Multi-Series Modeling (Global Forecasting Model) involves building a single predictive model that considers all time series simultaneously. It attempts to capture the core patterns that govern the series, thereby mitigating the potential noise that each series might introduce. This approach is computationally efficient, easy to maintain, and can yield more robust generalizations across time series, albeit potentially at the cost of sacrificing some individual insights.
This document shows how to forecast more than 1000 time series with a single model including exogenous features with some of them having different values per series.
💡 Tip
This is the first in a series of documents on global forecasting models:Libraries used in this document.
# Data management
# ==============================================================================
import numpy as np
import pandas as pd
# Plots
# ==============================================================================
import matplotlib.pyplot as plt
import matplotlib.ticker as ticker
plt.style.use('seaborn-v0_8-darkgrid')
# Forecasting
# ==============================================================================
import skforecast
import lightgbm
from lightgbm import LGBMRegressor
from sklearn.preprocessing import OrdinalEncoder
from sklearn.compose import make_column_transformer
from sklearn.feature_selection import RFECV
from skforecast.recursive import ForecasterRecursiveMultiSeries
from skforecast.model_selection import TimeSeriesFold, OneStepAheadFold
from skforecast.model_selection import backtesting_forecaster_multiseries
from skforecast.model_selection import bayesian_search_forecaster_multiseries
from skforecast.feature_selection import select_features_multiseries
from skforecast.preprocessing import RollingFeatures
from skforecast.preprocessing import series_long_to_dict
from skforecast.preprocessing import exog_long_to_dict
from feature_engine.datetime import DatetimeFeatures
from feature_engine.creation import CyclicalFeatures
from skforecast.datasets import fetch_dataset
# Configuration
# ==============================================================================
import warnings
warnings.filterwarnings('once')
print('Versión skforecast:', skforecast.__version__)
print('Versión lightgbm:', lightgbm.__version__)
Data used in this document has been obtained from the The Building Data Genome Project 2 https://github.com/buds-lab/building-data-genome-project-2. The dataset contains information on the energy consumption of more than 1500 buildings. The time range of the times-series data is the two full years (2016 and 2017) and the frequency is hourly measurements of electricity, heating and cooling water, steam, and irrigation meters. Additionally, the dataset includes information of the characteristics of the buildings and the weather conditions. Data has been aggregated to a daily resolution and only the electricity among the different energy sources has been considered.
# Load data
# ==============================================================================
data = fetch_dataset(name='bdg2_daily')
print("Data shape:", data.shape)
data.head(3)
# Overall range of available dates
# ==============================================================================
print(
f"Rage of dates available : {data.index.min()} --- {data.index.max()} "

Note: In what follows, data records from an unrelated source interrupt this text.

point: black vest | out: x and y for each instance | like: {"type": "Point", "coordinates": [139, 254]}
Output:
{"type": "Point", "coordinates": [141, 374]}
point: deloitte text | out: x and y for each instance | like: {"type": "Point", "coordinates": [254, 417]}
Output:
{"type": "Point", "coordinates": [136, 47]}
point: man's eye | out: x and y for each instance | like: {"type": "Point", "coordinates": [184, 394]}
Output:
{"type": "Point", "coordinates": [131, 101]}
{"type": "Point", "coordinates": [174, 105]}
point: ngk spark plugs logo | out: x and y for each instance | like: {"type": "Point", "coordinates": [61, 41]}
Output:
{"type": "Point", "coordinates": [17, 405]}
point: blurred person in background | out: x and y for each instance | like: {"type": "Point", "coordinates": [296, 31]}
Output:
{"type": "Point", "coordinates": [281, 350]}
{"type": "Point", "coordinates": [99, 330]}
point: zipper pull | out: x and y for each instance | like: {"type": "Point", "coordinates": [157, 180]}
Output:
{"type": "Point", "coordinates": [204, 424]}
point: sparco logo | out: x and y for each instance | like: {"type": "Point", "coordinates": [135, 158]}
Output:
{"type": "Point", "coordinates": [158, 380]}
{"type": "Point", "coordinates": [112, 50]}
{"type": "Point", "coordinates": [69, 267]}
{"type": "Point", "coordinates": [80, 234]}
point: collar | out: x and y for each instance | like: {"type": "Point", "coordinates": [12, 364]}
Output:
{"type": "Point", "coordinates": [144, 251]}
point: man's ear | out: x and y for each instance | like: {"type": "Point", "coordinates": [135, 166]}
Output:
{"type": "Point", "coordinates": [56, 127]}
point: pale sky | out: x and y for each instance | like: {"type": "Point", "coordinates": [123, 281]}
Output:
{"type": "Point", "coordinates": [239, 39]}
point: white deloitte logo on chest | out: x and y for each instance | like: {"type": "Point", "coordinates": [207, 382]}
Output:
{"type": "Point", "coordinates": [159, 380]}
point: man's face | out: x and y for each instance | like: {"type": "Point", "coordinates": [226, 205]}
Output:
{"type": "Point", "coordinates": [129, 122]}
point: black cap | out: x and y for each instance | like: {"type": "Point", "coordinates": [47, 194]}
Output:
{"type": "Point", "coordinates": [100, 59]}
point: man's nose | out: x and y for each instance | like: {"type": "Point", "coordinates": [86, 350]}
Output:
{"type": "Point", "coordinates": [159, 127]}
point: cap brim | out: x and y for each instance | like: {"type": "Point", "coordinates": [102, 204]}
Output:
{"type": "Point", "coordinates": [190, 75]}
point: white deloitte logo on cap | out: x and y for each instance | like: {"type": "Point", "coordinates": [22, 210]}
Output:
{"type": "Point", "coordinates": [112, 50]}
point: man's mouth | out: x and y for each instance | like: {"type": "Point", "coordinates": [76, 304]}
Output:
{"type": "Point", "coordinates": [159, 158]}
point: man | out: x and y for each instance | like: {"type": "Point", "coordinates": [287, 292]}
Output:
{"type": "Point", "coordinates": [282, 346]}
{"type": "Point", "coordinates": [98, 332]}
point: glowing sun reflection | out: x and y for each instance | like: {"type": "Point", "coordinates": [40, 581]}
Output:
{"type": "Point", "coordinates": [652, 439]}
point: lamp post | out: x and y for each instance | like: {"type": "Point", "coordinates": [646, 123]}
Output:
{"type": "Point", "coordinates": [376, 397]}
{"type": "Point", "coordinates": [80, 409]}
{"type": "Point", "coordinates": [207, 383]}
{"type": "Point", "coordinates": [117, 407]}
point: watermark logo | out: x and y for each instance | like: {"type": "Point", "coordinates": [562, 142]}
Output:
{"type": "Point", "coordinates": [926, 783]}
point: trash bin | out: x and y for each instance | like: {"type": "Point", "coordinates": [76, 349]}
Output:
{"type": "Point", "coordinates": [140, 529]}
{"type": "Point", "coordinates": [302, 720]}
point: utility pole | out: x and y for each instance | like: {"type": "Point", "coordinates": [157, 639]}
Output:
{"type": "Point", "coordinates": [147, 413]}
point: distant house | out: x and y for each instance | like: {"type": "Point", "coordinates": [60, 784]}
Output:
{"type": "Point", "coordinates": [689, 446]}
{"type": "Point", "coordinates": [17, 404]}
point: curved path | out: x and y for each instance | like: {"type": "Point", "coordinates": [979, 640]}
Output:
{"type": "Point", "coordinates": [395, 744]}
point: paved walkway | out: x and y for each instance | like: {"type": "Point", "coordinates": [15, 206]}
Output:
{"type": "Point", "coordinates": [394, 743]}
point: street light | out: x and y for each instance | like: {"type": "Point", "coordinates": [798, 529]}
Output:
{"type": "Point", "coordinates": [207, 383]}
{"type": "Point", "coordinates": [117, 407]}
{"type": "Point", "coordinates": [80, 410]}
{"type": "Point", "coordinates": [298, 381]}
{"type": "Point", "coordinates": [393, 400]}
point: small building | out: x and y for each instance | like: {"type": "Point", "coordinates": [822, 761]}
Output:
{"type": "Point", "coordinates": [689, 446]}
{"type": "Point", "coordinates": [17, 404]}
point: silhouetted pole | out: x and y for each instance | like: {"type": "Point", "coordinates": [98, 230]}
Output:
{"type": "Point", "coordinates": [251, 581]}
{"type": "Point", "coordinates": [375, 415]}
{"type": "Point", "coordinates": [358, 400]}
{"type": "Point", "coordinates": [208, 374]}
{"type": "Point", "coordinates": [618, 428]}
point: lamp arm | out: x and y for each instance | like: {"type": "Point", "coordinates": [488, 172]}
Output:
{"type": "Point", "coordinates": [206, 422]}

f"(n_days={(data.index.max() - data.index.min()).days})"
)
# Range of available dates per building
# ==============================================================================
available_dates_per_series = (
data
.dropna(subset="meter_reading")
.reset_index()
.groupby("building_id")
.agg(
min_index=("timestamp", "min"),
max_index=("timestamp", "max"),
n_values=("timestamp", "nunique")
)
)
display(available_dates_per_series)
print(f"Unique lenght of series: {available_dates_per_series.n_values.unique()}")
All time series have the same length, starting from January 1, 2016 and ending on December 31, 2017. Exogenous variables have few missing values. Skforecast does not require that the time series have the same length, and missing values are allowed as long as the underlying regressor can handle them, which is the case for LightGBM, XGBoost, and HistGradientBoostingRegressor.
# Missing values per feature
# ==============================================================================
data.isna().mean().mul(100).round(2)
Exogenous variables are variables that are external to the time series and can be used as features to improve the forecast. In this case, the exogenous variables used are: the characteristics of the buildings, calendar variables and weather conditions.
⚠ Warning
Exogenous variables must be known at the time of the forecast. For example, if temperature is used as an exogenous variable, the temperature value for the next day must be known at the time of the forecast. If the temperature value is not known, the forecast will not be possible.One of the key attributes associated with each building is its designated use. This feature may play a crucial role in influencing the energy consumption pattern, as distinct uses can significantly impact both the quantity and timing of energy consumption.
# Number of buildings
# ==============================================================================
print(f"Number of buildings: {data['building_id'].nunique()}")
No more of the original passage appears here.